In a commentary for Kavkazgeoclub.ru, he says that in this most important segment of military operations, Russia began “completely unprepared, both in terms of propaganda support and counterpropaganda activity. There was neither a powerful information ‘artillery preparation’ within the country nor what is no less important a similar ‘shelling’ of Ukraine.”
And this despite the availability of a wide range of resources, including Russia Today, means that Russia may be winning in other aspects of the conflict but it is losing in this one, the one that over time may prove the most critical, Stepanov continues (kavkazgeoclub.ru/content/bitva-za-umy-prodolzhenie-sleduet).
This lack of preparation, he says, had consequences far beyond the immediate battlefield. In Ukraine, the military operation has boosted popular support for the president of that country but “in Russia this hasn’t happened, at least not to the same degree.” And Russia is now deeply split between “patriots” and “pacifists.”
Propaganda should be taken seriously in any military conflict, but as far as he can tell, Stepanov says, the only Russian structure that is doing so is the Main Political Administration of the Ministry of Defense, an institution which is neither large enough nor powerful enough to handle the entire task.
Something similar happened in both Chechen campaigns, when the military by itself wasn’t capable of handling the propaganda campaign or working together with independent actors to ensure that the latter covered the conflict in ways “favorable to the federal authorities.” That “never happened” in the case of those conflicts; it isn’t happening now.
“Sometimes,” Stepanov says of the situation in Chechnya that is now being repeated, “dur to the narrow-mindedness and unprofessionalism of the army leadership and the military’s press services, even journalists loyal to the army could not obtain permission to work without troops and thus were forced to turn to the enemy, where such problems didn’t arise.”

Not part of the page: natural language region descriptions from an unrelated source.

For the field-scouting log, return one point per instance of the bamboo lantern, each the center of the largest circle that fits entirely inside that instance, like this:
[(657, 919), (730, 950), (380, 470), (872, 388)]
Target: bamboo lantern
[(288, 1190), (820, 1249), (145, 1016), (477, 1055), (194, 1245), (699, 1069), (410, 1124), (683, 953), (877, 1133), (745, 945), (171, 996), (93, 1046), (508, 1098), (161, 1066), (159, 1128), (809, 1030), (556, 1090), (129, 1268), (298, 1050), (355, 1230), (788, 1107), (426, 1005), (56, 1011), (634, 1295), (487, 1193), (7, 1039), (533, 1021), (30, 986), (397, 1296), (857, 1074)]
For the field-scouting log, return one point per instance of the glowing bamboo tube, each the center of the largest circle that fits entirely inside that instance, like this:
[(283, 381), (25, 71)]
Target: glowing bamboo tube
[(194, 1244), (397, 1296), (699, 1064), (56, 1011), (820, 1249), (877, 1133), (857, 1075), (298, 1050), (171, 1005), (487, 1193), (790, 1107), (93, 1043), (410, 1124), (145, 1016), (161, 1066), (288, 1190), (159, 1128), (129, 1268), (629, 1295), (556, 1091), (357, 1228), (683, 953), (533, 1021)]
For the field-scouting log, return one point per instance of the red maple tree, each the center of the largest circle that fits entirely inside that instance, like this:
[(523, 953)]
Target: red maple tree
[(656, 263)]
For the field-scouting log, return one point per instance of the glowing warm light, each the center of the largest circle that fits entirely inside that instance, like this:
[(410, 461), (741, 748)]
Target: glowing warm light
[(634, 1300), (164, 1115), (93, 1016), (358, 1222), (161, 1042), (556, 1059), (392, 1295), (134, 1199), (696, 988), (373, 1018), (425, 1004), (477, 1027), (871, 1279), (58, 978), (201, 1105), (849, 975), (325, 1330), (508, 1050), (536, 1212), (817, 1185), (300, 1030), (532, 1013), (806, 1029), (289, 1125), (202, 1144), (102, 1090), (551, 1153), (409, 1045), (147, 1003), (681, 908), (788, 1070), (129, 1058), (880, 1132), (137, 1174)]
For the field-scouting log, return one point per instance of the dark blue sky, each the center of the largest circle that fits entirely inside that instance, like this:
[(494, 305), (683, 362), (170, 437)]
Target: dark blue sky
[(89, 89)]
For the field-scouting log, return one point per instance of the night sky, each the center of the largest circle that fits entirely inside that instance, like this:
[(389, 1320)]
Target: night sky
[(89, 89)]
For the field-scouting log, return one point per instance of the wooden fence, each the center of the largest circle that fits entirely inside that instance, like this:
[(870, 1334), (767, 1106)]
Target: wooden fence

The specialist on military propaganda and counterpropaganda says that he suspects that “one of the causes of our mistakes is the lack of cadre specialists in the ra of carring out information and propaganda work. In the army, it is obvious, there don’t remain any ‘golden pens.’ The last of them, with experience in Chechnya,” have retired and not replaced.
At the same time, Stepanov says, one must not exclude the possibility that all this is “one of the components of a diversionary campaign which for many years has been conducted in the power and force structures. The tip of this iceberg is TV worker Marina Osvyannikova with her anti-war poster the First Channel.” How many more such people are still working this way behind the scenes.
Just how badly Moscow is working in this area stands out if one compares it with what the Ukrainians are doing. They were prepared in advance and by the best specialists in propaganda in the world, the British and the West, who pioneered in such work and informed the activities of the Nazis as well.
Unlike in Russia, the head of the Ukrainian effort in propaganda and counterpropaganda is a military professional with extensive training in psychology and experience in military operations. Not surprisingly, he is making fewer mistakes than his Russian counterparts who have been thrown into the breach only after the fact.
Fortunately, Stepanov suggests, Moscow is beginning to wake up, albeit late and slowly, and has started to “purge from the media space” the national traitors who are to be found at all levels and in all branches of power. Only after they are gone and replaced with real professionals is there a chance that Russia can come back from its defeats in this area.